Query regarding Performance of ssd_mobilenet in Xavier #73

Niran89 · 2019-07-24T10:28:09Z

Dear naisy,

Thank you for your work. I am currently working in porting ssd mobilenet Object Detection algorithm in Xavier platform.

The current configuration used in Xavier,

Jetpack - 4.1
Tensorflow - 1.12.0 with gpu support
TensorRT - 5.0.3 with cuda 10

I have set up your project in Xavier and I am able to run it successfully. I have made the below observations w.r.t the performance by running a video stream (1280*720) as input. PFA.

Note : During all these experiments, the Xavier is set to Max-N mode.

Can you help me to get a clarity on the following queries,

Is my observation on the performance correct? Is this the expected performance in Xavier ? I have refered the "Current Max Performance of ssd_mobilenet_v1_coco_2018_01_28" table given in the README.md
From the table I understand that in "Xavier with Max-N mode with visualiztion, for input of 1280x720, the FPS should be 48fps". But I have got only 35fps (nms_v2,ssd_mobilenet_v1_coco_2018_01_28).
I am not sure why there is almost 10+fps drop when compared to the expected one. I havent made any changes in the code.
As per my understanding, TRT model is supposed to perform better than the normal TF model.
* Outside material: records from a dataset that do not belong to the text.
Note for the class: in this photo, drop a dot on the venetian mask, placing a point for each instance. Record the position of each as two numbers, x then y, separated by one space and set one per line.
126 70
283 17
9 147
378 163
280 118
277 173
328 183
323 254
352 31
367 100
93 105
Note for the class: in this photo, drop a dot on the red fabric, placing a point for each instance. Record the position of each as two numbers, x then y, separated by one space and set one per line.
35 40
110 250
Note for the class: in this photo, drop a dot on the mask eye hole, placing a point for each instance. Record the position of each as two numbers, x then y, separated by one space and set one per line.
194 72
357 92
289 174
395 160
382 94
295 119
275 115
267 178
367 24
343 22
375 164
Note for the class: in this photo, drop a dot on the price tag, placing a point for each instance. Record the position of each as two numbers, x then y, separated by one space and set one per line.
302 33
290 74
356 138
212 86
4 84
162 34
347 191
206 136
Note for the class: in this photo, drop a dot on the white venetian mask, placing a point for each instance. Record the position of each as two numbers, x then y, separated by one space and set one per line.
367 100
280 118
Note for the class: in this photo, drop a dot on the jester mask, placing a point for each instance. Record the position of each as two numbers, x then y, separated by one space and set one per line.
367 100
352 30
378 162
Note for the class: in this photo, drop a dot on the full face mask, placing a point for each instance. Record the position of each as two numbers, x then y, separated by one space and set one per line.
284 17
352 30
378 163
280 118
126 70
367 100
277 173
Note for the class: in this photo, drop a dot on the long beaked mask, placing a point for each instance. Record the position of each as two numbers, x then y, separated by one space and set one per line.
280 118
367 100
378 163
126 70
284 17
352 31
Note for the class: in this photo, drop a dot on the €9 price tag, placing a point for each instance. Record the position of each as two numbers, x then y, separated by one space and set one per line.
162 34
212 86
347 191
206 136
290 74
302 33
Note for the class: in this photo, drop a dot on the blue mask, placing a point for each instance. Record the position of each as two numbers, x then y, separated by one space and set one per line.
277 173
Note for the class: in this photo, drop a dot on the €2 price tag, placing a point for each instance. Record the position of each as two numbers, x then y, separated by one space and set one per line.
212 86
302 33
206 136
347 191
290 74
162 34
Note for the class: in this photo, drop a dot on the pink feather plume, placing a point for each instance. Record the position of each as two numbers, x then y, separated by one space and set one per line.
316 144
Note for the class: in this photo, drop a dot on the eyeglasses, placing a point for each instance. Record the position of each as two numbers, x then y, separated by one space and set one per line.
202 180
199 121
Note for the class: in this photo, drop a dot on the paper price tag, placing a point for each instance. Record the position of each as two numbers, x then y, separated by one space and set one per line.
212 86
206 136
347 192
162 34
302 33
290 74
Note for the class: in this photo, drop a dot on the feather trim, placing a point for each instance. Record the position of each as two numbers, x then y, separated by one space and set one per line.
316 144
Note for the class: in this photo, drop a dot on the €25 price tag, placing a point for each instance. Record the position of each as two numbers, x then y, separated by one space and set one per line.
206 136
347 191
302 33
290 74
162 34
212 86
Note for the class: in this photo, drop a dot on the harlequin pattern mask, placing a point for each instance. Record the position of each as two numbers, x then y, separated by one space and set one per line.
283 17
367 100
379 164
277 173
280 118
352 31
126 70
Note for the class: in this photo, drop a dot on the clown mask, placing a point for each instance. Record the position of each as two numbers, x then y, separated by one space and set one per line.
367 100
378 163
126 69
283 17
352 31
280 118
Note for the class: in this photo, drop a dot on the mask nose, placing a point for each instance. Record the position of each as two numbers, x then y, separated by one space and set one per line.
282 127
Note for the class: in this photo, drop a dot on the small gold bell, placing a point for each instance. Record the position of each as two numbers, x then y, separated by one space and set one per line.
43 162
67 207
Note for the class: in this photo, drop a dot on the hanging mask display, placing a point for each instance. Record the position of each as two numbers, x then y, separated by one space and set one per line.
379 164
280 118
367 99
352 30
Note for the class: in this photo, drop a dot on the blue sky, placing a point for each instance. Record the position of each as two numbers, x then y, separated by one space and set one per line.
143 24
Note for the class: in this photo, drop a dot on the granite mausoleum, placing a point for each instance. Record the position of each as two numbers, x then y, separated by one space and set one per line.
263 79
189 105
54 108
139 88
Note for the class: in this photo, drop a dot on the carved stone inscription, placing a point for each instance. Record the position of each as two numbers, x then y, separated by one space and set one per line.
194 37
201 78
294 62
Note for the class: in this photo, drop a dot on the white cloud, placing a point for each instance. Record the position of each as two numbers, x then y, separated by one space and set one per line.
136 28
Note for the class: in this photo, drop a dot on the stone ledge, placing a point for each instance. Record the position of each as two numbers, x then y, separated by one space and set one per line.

But from my above observation, I see a drop in fps by using TRT (comparison: trt_v1 vs nms_v2)
From the overall understanding, nms_v2 is performing better than nms_v1 and trt_v1. What is the major difference between nms_v1, nms_v2, trt_v1

Appreciate your help.

Regards,
Niran

naisy · 2019-07-25T03:25:22Z

Hi @Niran89,

About FPS
Please try jetson_clocks.sh.
This is probably the reason why 10FPS is also slow.

MAX-N mode is the setting of the maximum number of cores and clock(Hz) of CPU and GPU.
This setting will keep after rebooting.

jetson_clocks.sh sets the CPU and GPU to the maximum clock.
This setting will not keep after reboot.
The default kernel will boot in low clock mode each time.

About TF-TRT model
Probably because my code is old.
The old TF-TRT was slow due to overhead. The recent TF-TRT seems to be fast.
I would like to see it when I have time.
About nms_v1, nms_v2, trt_v1
ssd_mobilenet_v1_coco_2017_11_17(nms_v1) and ssd_mobilenet_v1_coco_2018_01_28(nms_v2) differ in the non-maximum suppression part. This node targeted by split model.
Similarly, trt_v1 is also a different node.

split model of nms_v1 targets Postprocessor/convert_scores and Postprocessor/ExpandDims_1.
nms_v2 targets Postprocessor/Slice, Postprocessor/ExpandDims_1 and Postprocessor/stack_1.
trt_v1 targets Postprocessor/Slice and Postprocessor/ExpandDims_1.

These models have the same ssd mobilenet v1 part, but non-maximum suppression part is different.

About split model:
https://github.com/naisy/realtime_object_detection/blob/master/About_Split-Model.md

Niran89 · 2019-09-03T10:14:23Z

Hi Naisy,

Thank you for the reply and sorry for the delayed response from my side.

FYI, I have already set the clocks in Xavier using "sudo ./jetson_clocks.sh". But even after setting the clock and running the Xavier in Max-N mode, I still see 10 fps drop while running "ssd_mobilenet_v1_coco_2018_01_28" model with the car image (544x288 resolution) you have used.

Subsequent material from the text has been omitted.